DeepMind’s AI predicts structures for a vast trove of proteins
AlphaFold neural network produced a ‘totally transformative’ database of more than 350,000 structures from Homo sapiens and 20 model organisms.
The human genome holds the instructions for more than 20,000 proteins. But only about one-third of those have had their 3D structures determined experimentally. And in many cases, those structures are only partially known.
Now, a transformative artificial intelligence (AI) tool called AlphaFold, which has been developed by Google’s sister company DeepMind in London, has predicted the structure of nearly the entire human proteome (the full complement of proteins expressed by an organism). In addition, the tool has predicted almost complete proteomes for various other organisms, ranging from mice and maize (corn) to the malaria parasite (see ‘Folding options’).
The more than 350,000 protein structures, which are available through a public database, vary in their accuracy. But researchers say the resource — which is set to grow to 130 million structures by the end of the year — has the potential to revolutionize the life sciences.
“It’s totally transformative from my perspective. Having the shapes of all these proteins really gives you insight into their mechanisms,” says Christine Orengo, a computational biologist at University College London (UCL).
“This is the biggest contribution an AI system has made so far to advancing scientific knowledge. I don’t think it’s a stretch to say that,” says Demis Hassabis, co-founder and chief executive of DeepMind.
But researchers emphasize that the data dump is a beginning, not an end. They will want to validate the predictions and, more importantly, apply them to experiments that were hitherto impossible. “It’s an amazing first step, that we have all this data on that scale,” says David Jones, a UCL computational biologist who advised DeepMind on an earlier iteration of AlphaFold.
DeepMind stunned the life-sciences community last year, when an updated version of AlphaFold swept a biennial protein-prediction exercise called CASP (Critical Assessment of Protein Structure Prediction). In this long-running competition, which has traditionally been the domain of academics, researchers predict the structures of proteins whose structures have been experimentally solved, but not yet made public.

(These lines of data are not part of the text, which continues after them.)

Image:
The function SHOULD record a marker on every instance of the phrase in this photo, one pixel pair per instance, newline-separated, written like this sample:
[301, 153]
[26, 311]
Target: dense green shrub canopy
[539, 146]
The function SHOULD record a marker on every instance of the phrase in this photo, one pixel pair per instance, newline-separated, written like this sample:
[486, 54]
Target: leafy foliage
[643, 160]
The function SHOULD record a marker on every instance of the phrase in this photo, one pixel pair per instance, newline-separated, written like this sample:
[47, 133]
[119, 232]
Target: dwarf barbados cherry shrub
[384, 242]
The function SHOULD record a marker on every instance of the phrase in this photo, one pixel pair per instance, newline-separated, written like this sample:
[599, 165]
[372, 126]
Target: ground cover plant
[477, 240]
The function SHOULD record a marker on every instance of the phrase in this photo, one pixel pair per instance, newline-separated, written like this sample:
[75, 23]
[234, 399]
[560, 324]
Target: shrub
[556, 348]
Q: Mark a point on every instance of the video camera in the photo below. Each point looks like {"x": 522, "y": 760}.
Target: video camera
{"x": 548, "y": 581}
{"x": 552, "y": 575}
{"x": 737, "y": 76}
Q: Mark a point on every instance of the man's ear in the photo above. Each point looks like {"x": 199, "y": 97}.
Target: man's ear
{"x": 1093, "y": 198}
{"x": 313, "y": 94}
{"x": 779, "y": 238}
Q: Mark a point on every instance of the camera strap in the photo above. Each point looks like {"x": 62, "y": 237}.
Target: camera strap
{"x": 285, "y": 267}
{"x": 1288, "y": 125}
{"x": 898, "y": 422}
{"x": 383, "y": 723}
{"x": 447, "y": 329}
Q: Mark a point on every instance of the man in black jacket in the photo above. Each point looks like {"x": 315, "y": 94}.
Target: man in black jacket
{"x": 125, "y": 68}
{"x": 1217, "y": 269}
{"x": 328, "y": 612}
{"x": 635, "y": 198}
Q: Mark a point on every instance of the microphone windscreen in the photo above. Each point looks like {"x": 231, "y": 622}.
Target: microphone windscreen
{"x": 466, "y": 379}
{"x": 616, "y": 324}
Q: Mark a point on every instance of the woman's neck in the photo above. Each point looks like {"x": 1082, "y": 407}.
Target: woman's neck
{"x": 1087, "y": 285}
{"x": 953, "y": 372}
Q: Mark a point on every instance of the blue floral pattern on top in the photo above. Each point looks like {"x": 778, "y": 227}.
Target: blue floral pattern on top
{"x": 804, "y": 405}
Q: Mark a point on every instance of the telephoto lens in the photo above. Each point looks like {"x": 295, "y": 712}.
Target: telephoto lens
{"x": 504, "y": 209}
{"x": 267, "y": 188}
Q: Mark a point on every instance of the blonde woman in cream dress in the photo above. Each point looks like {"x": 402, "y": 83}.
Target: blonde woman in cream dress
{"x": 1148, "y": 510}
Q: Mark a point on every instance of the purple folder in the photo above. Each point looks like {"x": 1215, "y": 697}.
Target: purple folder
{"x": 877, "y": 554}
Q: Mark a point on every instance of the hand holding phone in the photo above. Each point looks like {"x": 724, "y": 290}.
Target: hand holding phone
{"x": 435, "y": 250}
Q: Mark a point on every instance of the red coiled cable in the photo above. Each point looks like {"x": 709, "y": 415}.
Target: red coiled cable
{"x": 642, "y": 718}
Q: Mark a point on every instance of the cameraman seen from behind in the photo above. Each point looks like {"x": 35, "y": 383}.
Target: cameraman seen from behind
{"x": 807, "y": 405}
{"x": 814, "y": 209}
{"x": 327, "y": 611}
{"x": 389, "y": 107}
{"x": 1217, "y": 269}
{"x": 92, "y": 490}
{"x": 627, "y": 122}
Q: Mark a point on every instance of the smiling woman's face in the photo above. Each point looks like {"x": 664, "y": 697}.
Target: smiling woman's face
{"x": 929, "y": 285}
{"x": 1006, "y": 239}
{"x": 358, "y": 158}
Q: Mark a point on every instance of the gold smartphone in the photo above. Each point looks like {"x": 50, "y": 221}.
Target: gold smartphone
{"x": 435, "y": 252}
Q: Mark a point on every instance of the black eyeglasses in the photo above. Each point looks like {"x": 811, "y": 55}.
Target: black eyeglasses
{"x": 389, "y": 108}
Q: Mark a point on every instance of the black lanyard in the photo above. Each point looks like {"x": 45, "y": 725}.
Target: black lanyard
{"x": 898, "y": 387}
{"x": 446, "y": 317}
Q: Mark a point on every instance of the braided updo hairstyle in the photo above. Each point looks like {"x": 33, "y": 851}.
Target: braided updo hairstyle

Some of AlphaFold’s predictions were on par with very good experimental models, and some scientists said the network’s influence would be epochal. Last week, DeepMind released the source code behind the latest version of AlphaFold, and a detailed description of how it was developed
1 (academic teams have already begun using these resources to make useful predictions). In the process of preparing AlphaFold’s code for public release, DeepMind refined it to make the code run more efficiently. Some of the CASP predictions took days, but the updated version of AlphaFold could now compute them in minutes to hours.